In recent times, others have appeared to express concern about the apparent shortage of primary care doctors in particular in the United States. Both presently as well as in the years to come, others speculate that the shortage of doctors will continue to progress to even greater absence of PCPs that what exists now. Less than 20 percent of medical school graduates go for primary care as a specialty as a residency program today. Typically, the main reason believed by many is lack of pay compared with other medical specialties. Some anticipate a shortage of 60 thousand or so primary care doctors in the future within the United States. The PCP doctors who practice right now would not recommend their specialty, or their profession, it has been reported.
It is estimated that the U.S. needs presently tens of thousands more primary care physicians to fully satisfy the necessities of those members of the public health. Ironically, PCPs have been determined to be the backbone of the U.S. Health care system, which I believe them to be. For example, PCPs manage the many chronically ill patients, who benefit the most from the much needed coordination and continuity of care that PCPs historically have strived to provide for them. Nearly half of the U.S. population has at least one chronic illness- with many of those having more than one of these types of these illnesses. A good portion of these very ill patients have numerous illnesses that are chronic, and this is responsible for well over 50 percent of the entire Medicare budget, who are largely cared and treated by PCPs.

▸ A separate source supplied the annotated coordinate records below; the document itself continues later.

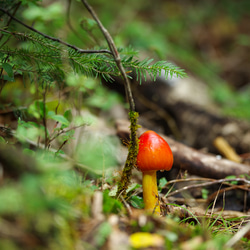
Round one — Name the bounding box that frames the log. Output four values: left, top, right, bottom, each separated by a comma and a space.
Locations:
162, 135, 250, 179
116, 120, 250, 179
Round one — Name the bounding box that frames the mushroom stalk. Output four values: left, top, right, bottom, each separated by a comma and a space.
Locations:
142, 171, 161, 214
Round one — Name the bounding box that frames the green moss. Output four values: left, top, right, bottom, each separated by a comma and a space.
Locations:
116, 111, 139, 198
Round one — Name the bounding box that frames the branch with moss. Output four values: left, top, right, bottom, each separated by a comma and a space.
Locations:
82, 0, 139, 198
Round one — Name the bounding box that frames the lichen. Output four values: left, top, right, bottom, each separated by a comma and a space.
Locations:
116, 111, 140, 199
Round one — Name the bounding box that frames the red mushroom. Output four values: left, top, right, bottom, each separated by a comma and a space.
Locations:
137, 130, 173, 214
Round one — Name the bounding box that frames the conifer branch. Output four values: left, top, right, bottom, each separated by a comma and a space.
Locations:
0, 7, 113, 54
82, 0, 135, 112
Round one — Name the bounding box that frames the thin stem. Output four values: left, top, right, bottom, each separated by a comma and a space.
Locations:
82, 0, 135, 111
142, 171, 161, 214
0, 8, 113, 55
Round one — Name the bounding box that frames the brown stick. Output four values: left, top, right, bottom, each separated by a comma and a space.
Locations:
116, 121, 250, 179
162, 135, 250, 179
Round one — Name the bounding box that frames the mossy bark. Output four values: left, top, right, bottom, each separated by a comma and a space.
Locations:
116, 111, 139, 199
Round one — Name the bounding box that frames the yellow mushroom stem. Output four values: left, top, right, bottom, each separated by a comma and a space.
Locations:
142, 171, 161, 215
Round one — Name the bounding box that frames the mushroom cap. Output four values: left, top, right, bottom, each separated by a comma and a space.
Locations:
137, 130, 174, 172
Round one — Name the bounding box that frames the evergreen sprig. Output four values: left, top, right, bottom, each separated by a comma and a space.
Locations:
0, 31, 185, 83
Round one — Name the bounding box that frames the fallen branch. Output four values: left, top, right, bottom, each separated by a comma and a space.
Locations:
162, 135, 250, 179
116, 121, 250, 179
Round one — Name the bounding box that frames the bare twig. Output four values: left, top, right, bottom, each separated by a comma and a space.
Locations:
166, 178, 250, 197
82, 0, 135, 111
0, 2, 21, 43
82, 0, 139, 198
0, 8, 113, 54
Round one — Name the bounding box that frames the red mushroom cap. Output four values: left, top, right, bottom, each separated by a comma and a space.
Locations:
137, 130, 174, 172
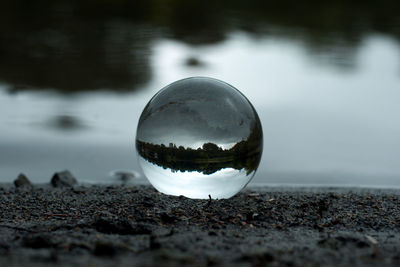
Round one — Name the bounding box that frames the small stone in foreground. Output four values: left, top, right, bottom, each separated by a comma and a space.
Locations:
51, 170, 78, 187
14, 173, 32, 187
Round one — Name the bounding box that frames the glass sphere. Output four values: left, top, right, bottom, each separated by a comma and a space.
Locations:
136, 77, 263, 199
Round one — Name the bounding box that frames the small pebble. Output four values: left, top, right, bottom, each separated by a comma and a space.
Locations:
14, 173, 32, 187
51, 170, 78, 187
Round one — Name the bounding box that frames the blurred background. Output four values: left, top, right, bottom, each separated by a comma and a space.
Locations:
0, 0, 400, 187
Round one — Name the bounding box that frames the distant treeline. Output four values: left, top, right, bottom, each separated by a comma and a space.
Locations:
136, 124, 262, 174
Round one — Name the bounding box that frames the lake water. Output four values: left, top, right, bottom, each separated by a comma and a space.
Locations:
0, 1, 400, 188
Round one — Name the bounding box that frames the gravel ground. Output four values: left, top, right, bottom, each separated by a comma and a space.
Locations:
0, 184, 400, 266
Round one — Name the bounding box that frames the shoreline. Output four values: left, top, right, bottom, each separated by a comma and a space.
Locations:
0, 183, 400, 266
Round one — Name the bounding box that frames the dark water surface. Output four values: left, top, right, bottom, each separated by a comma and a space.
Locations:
0, 0, 400, 187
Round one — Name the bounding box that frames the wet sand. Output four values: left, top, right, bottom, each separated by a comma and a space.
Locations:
0, 184, 400, 266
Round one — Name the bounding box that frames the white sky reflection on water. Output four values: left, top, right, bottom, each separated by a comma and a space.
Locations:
0, 33, 400, 186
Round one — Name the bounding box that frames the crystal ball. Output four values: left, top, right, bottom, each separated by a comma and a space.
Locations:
136, 77, 263, 199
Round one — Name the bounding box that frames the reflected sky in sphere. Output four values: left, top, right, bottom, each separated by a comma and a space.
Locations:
136, 77, 263, 198
137, 77, 259, 148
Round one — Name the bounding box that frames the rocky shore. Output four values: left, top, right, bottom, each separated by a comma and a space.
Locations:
0, 173, 400, 266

The shortage of primary care physicians is possibly due to other variables as well- such as administrative hassles that are quite vexing for the physician vocation overall- along with ever increasing patient loads complicated by the progressively increasing cost to provide care for their patients due to decreasing reimbursements from various organizations the doctors receive for the services they provide. For reasons such as this, it is believed that some PCPs are retiring early, or simply seeking an alternative career path. As mentioned earlier, the PCP specialty is not desirable for a late stage medical student, so this is quite concerning to the public health in the United States. The number of medical school graduates entering family practice residencies has decreased by about half over the past decade or so. PCPs also have extensive student loans from their training to complicate their rather excessive workloads as caregivers with decreased pay, comparatively speaking.
Despite the shortage of these doctors, primary care physicians do in fact care for the populations they serve and are dedicated to their welfare, as difficult as it may be for them at times. Studies have shown that mortality rates would decrease due to increased patient outcomes if there were more PCPs to serve those in need of treatment. This specialty would also optimize preventative care more for their patients. Studies have also shown that, if enough PCPs are practicing in a given geographical area, hospital admissions are decreased, as well as visits to emergency rooms. This is due to the ideal continuity in health care these PCPs provide if numbered correctly to serve a given population of citizens. In addition, PCP care has proven to improve the quality of care given to patients, as well as the outcomes for these patients as a result are more favorable. Most importantly, the overall quality of life for their patients is much improved if there are enough PCPs to handle the overwhelming load of responsibility they presently have due to this shortage of their specialty that is suppose to increase mildly if at all in the years to come. The American College of Physicians believes that a patient- centered national health care workforce policy is needed to address these issues that would ideally be of most benefit for the public health. Policymakers should take this into serious consideration.
“In nothing do men more nearly approach the Gods then in giving health to men.” — Cicero
Dan Abshear (ex-military medic and physician assistant for nearly 20 years)
Author’s note: What has been written has been based upon information and belief of a layperson, yet also the assessments of a patient.